O Copom decidiu manter a taxa Selic em 15%, o nível mais alto em 19 anos, e planeja manter os juros altos por mais tempo devido a riscos de inflação e incertezas no cenário internacional. Apesar de uma desaceleração na economia, o Banco Central pode aumentar os juros novamente se necessário para controlar a inflação. A ata menciona que, mesmo com a queda da inflação, a Selic elevada resulta em juros reais acima de 8%. A tensão geopolítica, especialmente após a escalada de conflitos no Oriente Médio, traz mais incertezas, mas os efeitos nos preços do petróleo e do dólar têm sido desinflacionários até agora.

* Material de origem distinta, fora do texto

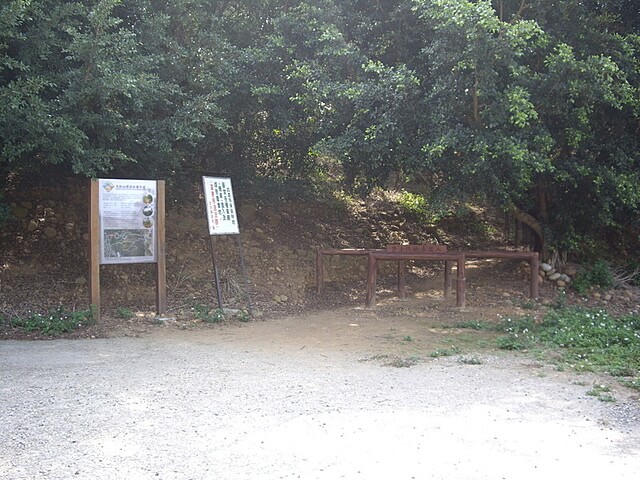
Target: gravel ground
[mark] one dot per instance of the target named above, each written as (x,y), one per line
(236,403)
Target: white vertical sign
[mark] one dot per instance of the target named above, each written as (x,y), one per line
(221,208)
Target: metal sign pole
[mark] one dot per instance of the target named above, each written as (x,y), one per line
(244,274)
(215,271)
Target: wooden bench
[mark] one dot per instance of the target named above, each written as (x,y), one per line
(403,253)
(424,252)
(399,253)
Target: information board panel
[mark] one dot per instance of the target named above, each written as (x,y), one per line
(221,209)
(127,210)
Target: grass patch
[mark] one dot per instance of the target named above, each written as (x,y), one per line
(470,361)
(404,362)
(477,325)
(57,321)
(123,312)
(586,339)
(445,352)
(602,393)
(208,314)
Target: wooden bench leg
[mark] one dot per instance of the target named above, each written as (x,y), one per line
(534,264)
(461,299)
(372,279)
(319,272)
(447,279)
(402,272)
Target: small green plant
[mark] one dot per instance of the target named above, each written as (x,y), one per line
(123,312)
(470,361)
(475,325)
(405,362)
(445,352)
(602,393)
(588,340)
(415,204)
(208,314)
(55,322)
(519,334)
(600,275)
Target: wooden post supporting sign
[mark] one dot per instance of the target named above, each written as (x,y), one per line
(127,225)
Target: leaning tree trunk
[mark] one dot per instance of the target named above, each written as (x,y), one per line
(534,225)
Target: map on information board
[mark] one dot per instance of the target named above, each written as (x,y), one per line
(127,220)
(221,209)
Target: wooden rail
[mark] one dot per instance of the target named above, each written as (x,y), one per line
(403,253)
(402,257)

No mercado, as opiniões sobre uma possível queda da taxa de juros variam, com alguns acreditando que isso pode acontecer ainda este ano, enquanto outros acham que só deve ocorrer em 2024.
A ata do Copom, divulgada recentemente, reafirma a manutenção da taxa Selic em 15%, o maior nível em 19 anos. O comitê sinaliza que os juros permanecerão altos por um período prolongado, devido a riscos inflacionários e incertezas geopolíticas.

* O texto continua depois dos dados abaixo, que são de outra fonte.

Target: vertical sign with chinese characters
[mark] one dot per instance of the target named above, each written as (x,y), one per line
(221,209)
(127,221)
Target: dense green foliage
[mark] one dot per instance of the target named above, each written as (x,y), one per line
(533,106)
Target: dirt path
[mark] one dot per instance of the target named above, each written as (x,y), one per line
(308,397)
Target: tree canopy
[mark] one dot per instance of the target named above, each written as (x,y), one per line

O Banco Central destaca uma desaceleração econômica, mas não hesitará em aumentar os juros novamente se necessário para garantir que a inflação convirja para a meta. A expressão “choque de incerteza” foi utilizada para descrever o cenário externo, que tem impactado a economia brasileira.

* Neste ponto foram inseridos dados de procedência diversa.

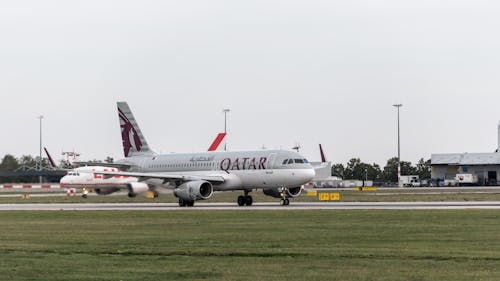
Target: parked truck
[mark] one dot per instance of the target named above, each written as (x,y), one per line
(466,179)
(409,181)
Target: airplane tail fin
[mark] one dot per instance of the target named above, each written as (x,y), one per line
(134,143)
(217,141)
(323,158)
(52,163)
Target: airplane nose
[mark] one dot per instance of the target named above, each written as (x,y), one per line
(64,181)
(310,174)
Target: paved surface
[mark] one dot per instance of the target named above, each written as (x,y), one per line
(260,206)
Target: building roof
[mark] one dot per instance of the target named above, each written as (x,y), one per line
(463,159)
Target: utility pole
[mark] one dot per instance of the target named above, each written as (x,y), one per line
(398,106)
(40,155)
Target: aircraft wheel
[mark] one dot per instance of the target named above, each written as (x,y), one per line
(241,200)
(182,203)
(248,200)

Apesar da queda da inflação, que já é visível nos indicadores, a ata indica que a manutenção da Selic nesse patamar resultará em um aumento dos juros reais, que já superam 8%. O Copom também menciona uma reversão no risco tarifário, que era uma preocupação na ata anterior.
A tensão geopolítica, embora mencionada, foi discutida antes da recente escalada do conflito no Oriente Médio, o que aumentou a incerteza. Até o momento, os efeitos do petróleo e do dólar têm sido desinflacionários, apesar da volatilidade recente.
No mercado, há expectativas divergentes sobre a possibilidade de queda da taxa de juros. Alguns analistas acreditam que isso pode ocorrer ainda este ano, enquanto outros, considerando o tom da ata, projetam que a redução só deve acontecer em 2024.